“The name comes from Antonio de Torres and Antonio Stradivari, both. It has been about time for a new model. And for my next guitar I wanted to look back into my earlier days of guitar making before I came out with the Birdfish… So I started to deal with formal elements which go back into the very early guitar history – much earlier than the electric guitar history. I used the project name “Antonio” in the very first stage because the imagination of this name pretty much constrained me to the path of not making a retro or vintage design of an electric guitar. Antonio is pre-vintage and pre-retro.”
Comparing this guitar to a traditional classical…

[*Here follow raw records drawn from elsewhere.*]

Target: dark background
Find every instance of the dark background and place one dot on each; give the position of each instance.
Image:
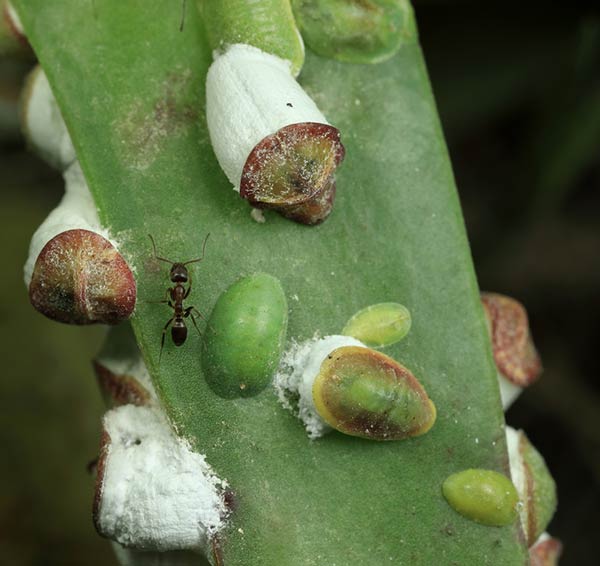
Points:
(518, 90)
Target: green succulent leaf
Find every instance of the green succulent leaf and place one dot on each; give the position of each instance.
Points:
(131, 88)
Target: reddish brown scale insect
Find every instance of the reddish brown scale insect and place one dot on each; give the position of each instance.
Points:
(180, 276)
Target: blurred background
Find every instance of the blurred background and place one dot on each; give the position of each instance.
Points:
(518, 91)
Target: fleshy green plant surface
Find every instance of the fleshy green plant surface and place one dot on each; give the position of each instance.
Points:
(131, 86)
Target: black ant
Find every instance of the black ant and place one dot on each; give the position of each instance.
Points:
(177, 294)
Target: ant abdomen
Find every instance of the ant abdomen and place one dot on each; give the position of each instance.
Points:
(178, 332)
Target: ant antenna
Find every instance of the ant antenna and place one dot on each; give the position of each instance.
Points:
(182, 15)
(156, 255)
(203, 249)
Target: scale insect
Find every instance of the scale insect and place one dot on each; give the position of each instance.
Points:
(180, 276)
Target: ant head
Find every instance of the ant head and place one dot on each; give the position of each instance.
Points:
(179, 273)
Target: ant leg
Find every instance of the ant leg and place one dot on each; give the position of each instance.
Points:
(196, 311)
(182, 16)
(162, 339)
(156, 255)
(189, 313)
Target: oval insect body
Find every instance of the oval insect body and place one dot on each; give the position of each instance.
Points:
(485, 496)
(245, 336)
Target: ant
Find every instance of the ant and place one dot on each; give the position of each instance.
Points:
(179, 275)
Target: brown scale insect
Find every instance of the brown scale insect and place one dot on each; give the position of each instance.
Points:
(180, 276)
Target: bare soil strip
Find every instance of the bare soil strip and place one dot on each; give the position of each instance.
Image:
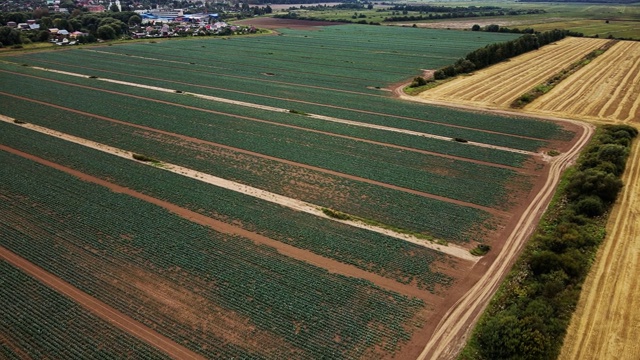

“People shouldn’t misunderstand this guitar; it is not a modern classical guitar. It is a pure electric guitar. There is common ground in formal design elements. The “historic” look of this guitar will have an influence in your playing style as much as the tonal construction of the guitar. I can’t repeat it often enough: I am deeply convinced that people choose guitars for the look and pictorial/visual message/expression mostly – at least they do it much, much more than they get aware of it. You can’t separate guitar playing from visual performance… This model isn’t addressed to classical players. I have no idea how classical players will perceive it but don’t think that they get aware of it. I used this scale length because it fits perfectly to the tonal quality of the model. Although the classical design of the Antonio is strongly embedded in the common pictorial property it is not very much connected with electric guitar music. So I am curious how electric players will perceive this guitar as much as what they are going to play with it.”
Unlike other Teuffel models…
“The Antonio model is not a modular guitar. It is an electric guitar with sound chambers and a neck pickup. There are no piezo pickups in the bridge.
I worked on this guitar for about a year now and I did some rough pre-prototypes for shape, wood selection, and sound tests. In regard to the longer upper body half, I could use my experience with my Tesla model. The guitar has really a lot of warm basses. During the design process, it was obvious to me not to use my typical matte finish but a polished, translucent lacquer.”